Twenty-four glioma subjects were treated with TIB [median: 5.5 (range: 1-25) cycles] at tumor recurrence. Exposure to IRI significantly increased the frequency of CM (p = 0.05). No unexpected adverse events clinically, or permanent end-organ damage during postmortem examination was identified in glioma subjects who had received standard or prolonged duration of BEV, TMZ or TIB regimen-based chemotherapies except rare events of bone marrow suppression. The most common causes of death (COD) were tumor progression (63.2%, N = 43) followed by aspiration pneumonia (48.5%, N = 33) in glioma subjects. No COD was attributed to acute toxicity from TIB. The study also demonstrated that postmortem kidney specimen is unsuitable for studying renal ultrastructural pathological changes due to autolysis.

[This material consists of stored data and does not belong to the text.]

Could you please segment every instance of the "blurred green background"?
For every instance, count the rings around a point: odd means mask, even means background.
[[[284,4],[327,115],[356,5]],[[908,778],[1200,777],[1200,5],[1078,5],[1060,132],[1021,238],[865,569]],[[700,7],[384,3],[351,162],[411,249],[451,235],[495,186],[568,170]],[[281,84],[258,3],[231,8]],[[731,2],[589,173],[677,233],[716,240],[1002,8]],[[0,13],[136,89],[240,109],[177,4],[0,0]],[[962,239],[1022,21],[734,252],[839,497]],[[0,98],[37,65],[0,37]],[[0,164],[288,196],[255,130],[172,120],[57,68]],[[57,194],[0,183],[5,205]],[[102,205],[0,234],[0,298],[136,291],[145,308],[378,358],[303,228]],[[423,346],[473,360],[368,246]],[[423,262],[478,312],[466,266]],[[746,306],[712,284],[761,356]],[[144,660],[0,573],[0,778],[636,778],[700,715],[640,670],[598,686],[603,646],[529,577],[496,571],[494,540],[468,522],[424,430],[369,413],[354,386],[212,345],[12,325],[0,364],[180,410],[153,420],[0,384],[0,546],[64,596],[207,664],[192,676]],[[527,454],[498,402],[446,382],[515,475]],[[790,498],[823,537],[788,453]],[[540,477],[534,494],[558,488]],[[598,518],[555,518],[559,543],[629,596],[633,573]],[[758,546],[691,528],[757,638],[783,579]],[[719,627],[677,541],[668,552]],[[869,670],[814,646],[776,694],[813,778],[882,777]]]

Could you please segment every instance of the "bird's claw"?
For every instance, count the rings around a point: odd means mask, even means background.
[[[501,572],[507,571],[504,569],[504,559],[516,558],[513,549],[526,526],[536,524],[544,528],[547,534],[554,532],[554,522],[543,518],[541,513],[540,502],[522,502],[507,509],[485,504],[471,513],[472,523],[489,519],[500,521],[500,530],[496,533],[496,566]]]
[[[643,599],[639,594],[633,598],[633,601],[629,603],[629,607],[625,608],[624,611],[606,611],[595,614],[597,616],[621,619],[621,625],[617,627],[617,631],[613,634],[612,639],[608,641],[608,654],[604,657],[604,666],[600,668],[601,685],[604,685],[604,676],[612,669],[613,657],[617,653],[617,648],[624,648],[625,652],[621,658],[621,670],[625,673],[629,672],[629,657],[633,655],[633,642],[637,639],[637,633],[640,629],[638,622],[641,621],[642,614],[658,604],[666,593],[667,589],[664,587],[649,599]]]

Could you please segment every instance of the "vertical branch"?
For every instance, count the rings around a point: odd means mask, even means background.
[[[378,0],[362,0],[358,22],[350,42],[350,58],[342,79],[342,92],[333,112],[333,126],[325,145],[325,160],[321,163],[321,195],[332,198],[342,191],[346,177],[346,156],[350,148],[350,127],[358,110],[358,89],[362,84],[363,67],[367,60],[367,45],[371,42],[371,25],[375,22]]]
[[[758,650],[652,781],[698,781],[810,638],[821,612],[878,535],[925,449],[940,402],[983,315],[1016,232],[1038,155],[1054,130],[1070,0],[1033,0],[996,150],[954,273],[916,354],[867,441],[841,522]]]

There is no organ or system toxicity by postmortem examinations among glioma subjects who received BEV, TMZ or TIB regimen-based chemotherapies regardless of durations except for occasional bone marrow suppression and reversible myelosuppression clinically. IRI, but not the extended use of TMZ, significantly increased CM in recurrent glioma patients. COD most commonly resulted from glioma [[tumor progression]] with infiltration to [[brain stem]] and [[aspiration pneumonia]]
((Lu G, Zhu P, Rao M, Linendoll N, Buja LM, Bhattacharjee MB, Brown RE, Ballester LY, Tian X, Pilichowska M, Wu JK, Hergenroeder GW, Glass WF, Chen L, Zhang R, Pillai AK, Hunter RL, Zhu JJ. Postmortem study of organ-specific toxicity in glioblastoma patients treated with a combination of temozolomide, irinotecan and bevacizumab. J Neurooncol. 2022 Oct 6. doi: 10.1007/s11060-022-04144-y. Epub ahead of print. PMID: 36203027.)).